The only cross-sectional image in Figure 1 shows live imaging using nephrin-GFP. In this divergent setting intracellular background signal was mostly lacking and vesicles were rarely detectable. Similarly, such a signal was absent after shorter chase periods (Figure 2D-E). However, in the correct control settings with a chase period of 2 h after live labeling in Figure 5—figure supplement 2A (heterozygous) or Figure 2F (homozygous) we similarly detected a diffuse intracellular signal including small dots. We observed no systematic difference of control and intervention regarding the faint and occasionally dotty intracellular signal in Figure 6F and H and 7F. For clarification, this information has now been included in the figure legends: “The diffuse intracellular signal from live labeling was similar to control (Figure 5—figure supplement 2A).” Figure 7I shows another experiment (FITC-albumin uptake). Generally, we find it difficult to assign the term vesicles to these very small dots, since a similar signal may occur in stainings (including those without live labeling).
Throughout the manuscript, the method of fluorescent intensity (ratio membrane/submembrane) is used. Please explain/describe in detail how this is done and what is used for calibration?

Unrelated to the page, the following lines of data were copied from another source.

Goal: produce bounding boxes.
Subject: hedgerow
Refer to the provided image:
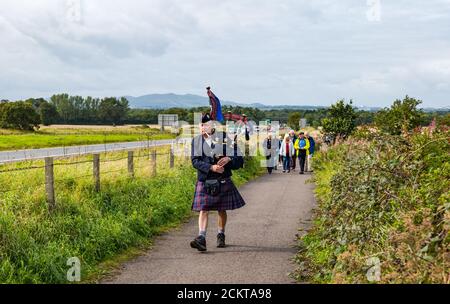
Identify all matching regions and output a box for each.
[294,130,450,283]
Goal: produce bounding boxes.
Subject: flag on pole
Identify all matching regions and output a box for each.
[206,87,224,122]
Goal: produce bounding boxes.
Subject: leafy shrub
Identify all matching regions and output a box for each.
[294,127,450,283]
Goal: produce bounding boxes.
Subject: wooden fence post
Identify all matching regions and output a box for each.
[94,154,100,192]
[45,157,56,211]
[170,145,175,168]
[152,149,156,176]
[128,151,134,178]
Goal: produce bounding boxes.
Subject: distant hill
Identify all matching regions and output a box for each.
[124,93,449,112]
[124,93,323,110]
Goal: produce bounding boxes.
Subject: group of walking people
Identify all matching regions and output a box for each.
[264,130,316,174]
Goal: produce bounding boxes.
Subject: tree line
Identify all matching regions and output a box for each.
[0,94,449,131]
[0,94,130,130]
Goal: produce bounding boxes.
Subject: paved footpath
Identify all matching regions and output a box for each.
[103,171,315,284]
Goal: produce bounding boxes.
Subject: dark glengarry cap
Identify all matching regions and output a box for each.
[202,113,211,123]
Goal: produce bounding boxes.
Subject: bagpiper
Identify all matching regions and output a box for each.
[190,114,245,252]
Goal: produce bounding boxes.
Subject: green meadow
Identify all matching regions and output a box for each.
[0,147,264,284]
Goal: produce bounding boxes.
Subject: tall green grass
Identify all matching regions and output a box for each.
[0,129,175,151]
[0,150,263,283]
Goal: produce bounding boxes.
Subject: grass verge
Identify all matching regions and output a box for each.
[0,150,263,283]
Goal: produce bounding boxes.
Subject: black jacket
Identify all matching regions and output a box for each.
[191,133,244,182]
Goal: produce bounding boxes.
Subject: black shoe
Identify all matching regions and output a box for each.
[191,235,206,252]
[217,233,225,248]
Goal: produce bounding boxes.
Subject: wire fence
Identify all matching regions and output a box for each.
[0,141,190,209]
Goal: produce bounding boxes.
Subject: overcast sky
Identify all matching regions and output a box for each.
[0,0,450,107]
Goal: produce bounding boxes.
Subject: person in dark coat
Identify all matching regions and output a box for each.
[263,134,278,174]
[191,114,245,251]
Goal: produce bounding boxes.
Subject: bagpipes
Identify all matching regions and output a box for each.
[206,87,250,141]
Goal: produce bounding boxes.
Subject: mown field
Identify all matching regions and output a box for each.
[294,130,450,284]
[0,125,176,151]
[0,147,263,283]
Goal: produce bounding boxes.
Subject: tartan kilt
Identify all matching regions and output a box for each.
[192,178,245,211]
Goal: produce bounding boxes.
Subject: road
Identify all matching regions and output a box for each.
[0,139,185,164]
[102,171,315,284]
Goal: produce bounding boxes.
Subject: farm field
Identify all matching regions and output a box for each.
[0,125,176,151]
[0,142,262,283]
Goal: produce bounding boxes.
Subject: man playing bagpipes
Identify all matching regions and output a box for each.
[190,88,245,252]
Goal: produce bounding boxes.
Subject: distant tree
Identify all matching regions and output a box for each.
[38,102,59,126]
[25,98,47,111]
[99,97,129,125]
[288,112,301,130]
[375,95,425,135]
[437,114,450,127]
[322,100,357,140]
[50,94,73,124]
[0,101,40,130]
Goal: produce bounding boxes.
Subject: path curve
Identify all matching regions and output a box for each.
[102,171,315,284]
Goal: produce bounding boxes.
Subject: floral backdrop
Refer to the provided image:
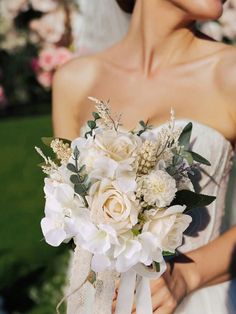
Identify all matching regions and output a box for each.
[0,0,236,115]
[0,0,236,314]
[0,0,79,113]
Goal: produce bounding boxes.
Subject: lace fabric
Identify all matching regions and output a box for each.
[67,120,236,314]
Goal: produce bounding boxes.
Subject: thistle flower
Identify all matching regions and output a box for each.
[35,146,58,175]
[88,97,121,131]
[137,140,158,174]
[50,138,72,164]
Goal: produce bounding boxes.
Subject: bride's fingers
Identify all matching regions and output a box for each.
[151,278,176,314]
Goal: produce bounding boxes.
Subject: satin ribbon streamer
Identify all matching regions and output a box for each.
[115,261,166,314]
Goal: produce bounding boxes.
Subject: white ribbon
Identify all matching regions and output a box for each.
[115,261,166,314]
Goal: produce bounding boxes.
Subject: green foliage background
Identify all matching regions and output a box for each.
[0,116,69,314]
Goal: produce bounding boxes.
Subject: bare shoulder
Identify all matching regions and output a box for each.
[53,56,99,99]
[216,45,236,96]
[215,46,236,121]
[52,56,103,139]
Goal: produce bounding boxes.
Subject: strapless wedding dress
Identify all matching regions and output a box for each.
[67,119,236,314]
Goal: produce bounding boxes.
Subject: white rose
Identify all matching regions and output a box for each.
[143,205,192,253]
[41,179,88,246]
[92,130,142,162]
[88,179,139,233]
[137,170,177,207]
[177,177,194,192]
[70,136,105,173]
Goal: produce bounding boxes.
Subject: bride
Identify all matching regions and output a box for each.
[53,0,236,314]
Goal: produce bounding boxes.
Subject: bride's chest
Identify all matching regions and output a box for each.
[89,67,234,138]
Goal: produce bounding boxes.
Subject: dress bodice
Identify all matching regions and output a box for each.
[153,119,234,252]
[70,119,236,314]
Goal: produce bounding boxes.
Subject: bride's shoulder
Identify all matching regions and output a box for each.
[53,55,101,92]
[216,45,236,91]
[215,45,236,121]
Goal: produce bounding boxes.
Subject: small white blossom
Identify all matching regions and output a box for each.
[137,170,177,207]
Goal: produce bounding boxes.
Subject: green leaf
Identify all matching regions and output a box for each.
[88,271,97,285]
[78,165,86,173]
[166,166,176,176]
[41,137,54,147]
[70,174,80,184]
[87,120,96,130]
[139,120,146,128]
[182,151,193,165]
[66,164,78,173]
[92,112,101,120]
[170,190,216,212]
[131,229,140,236]
[74,184,87,196]
[73,146,80,159]
[162,251,176,256]
[172,155,183,166]
[56,137,71,145]
[179,122,193,148]
[187,151,211,166]
[154,261,161,272]
[81,174,88,183]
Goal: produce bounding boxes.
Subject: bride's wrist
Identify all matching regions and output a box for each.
[175,255,202,294]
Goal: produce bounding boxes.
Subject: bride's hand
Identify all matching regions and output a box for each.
[148,264,190,314]
[112,263,199,314]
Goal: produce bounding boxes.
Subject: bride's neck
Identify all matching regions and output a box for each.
[125,0,195,76]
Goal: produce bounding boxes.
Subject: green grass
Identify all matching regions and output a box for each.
[0,116,68,314]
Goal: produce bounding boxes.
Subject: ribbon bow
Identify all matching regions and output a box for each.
[115,261,166,314]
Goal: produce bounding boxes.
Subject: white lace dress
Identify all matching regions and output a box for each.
[67,120,236,314]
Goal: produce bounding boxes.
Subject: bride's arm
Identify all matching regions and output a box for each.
[52,57,94,140]
[147,226,236,313]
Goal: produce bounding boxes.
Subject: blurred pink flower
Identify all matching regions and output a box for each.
[55,47,74,67]
[37,71,53,88]
[30,10,65,43]
[38,47,57,71]
[31,58,40,72]
[6,0,29,17]
[30,0,59,12]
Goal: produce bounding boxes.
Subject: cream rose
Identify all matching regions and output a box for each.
[95,130,142,162]
[88,179,139,234]
[137,170,177,207]
[144,205,192,253]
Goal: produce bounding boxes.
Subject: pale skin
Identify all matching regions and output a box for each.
[53,0,236,314]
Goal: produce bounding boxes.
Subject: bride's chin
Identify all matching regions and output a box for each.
[172,0,224,20]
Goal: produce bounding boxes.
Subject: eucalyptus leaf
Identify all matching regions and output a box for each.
[87,120,96,130]
[182,151,193,165]
[187,151,211,166]
[73,146,80,159]
[70,174,80,184]
[171,190,216,212]
[78,165,85,173]
[166,165,176,176]
[179,122,193,148]
[92,112,101,120]
[66,164,78,173]
[172,155,183,166]
[74,184,87,196]
[154,261,161,272]
[41,137,54,147]
[139,120,146,128]
[162,251,176,256]
[131,229,140,236]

We quantified fluorescence within a narrow region of interest (ROI) that followed the cell membrane in an equatorial section for at least ¼ of the whole circumference of a cell using imageJ. It was ensured that the section of the cell membrane used for quantitation was not immediately adjacent to another cell. The average intensity derived from this measurement was divided by the average fluorescence intensity of a ROI in the immediately adjacent domain below the cell membrane. The depth of this subcortical ROI was defined as approximately the outer third of the distance from just below the surface to the center of the cell (see illustration Figure 2—figure supplement 1E). This region corresponds the area where most of the vesicular trafficking occurs and this approach mostly excludes the perinuclear domain including the ER where vast organelles dominate over vesicular transport. The fluorescence intensity derived from live labeling on the surface declines proportionally over time while the signal in the subcortical domain mildly increases. These changes reflect endocytic turnover. We consciously chose an internal control within the same cell since even with identical settings, there is a certain degree of variation in signal strength between images. This is likely due to a combination of inevitable technical variability in the procedures for staining and recording as well as inter individual variation. The internal control eliminates a large part of the technical variability.
The Video files are of good technical quality. A scale for dimension and time would help the observer a lot.
Thank you very much for reminding us, scale bars and a time stamp have been added to the Videos.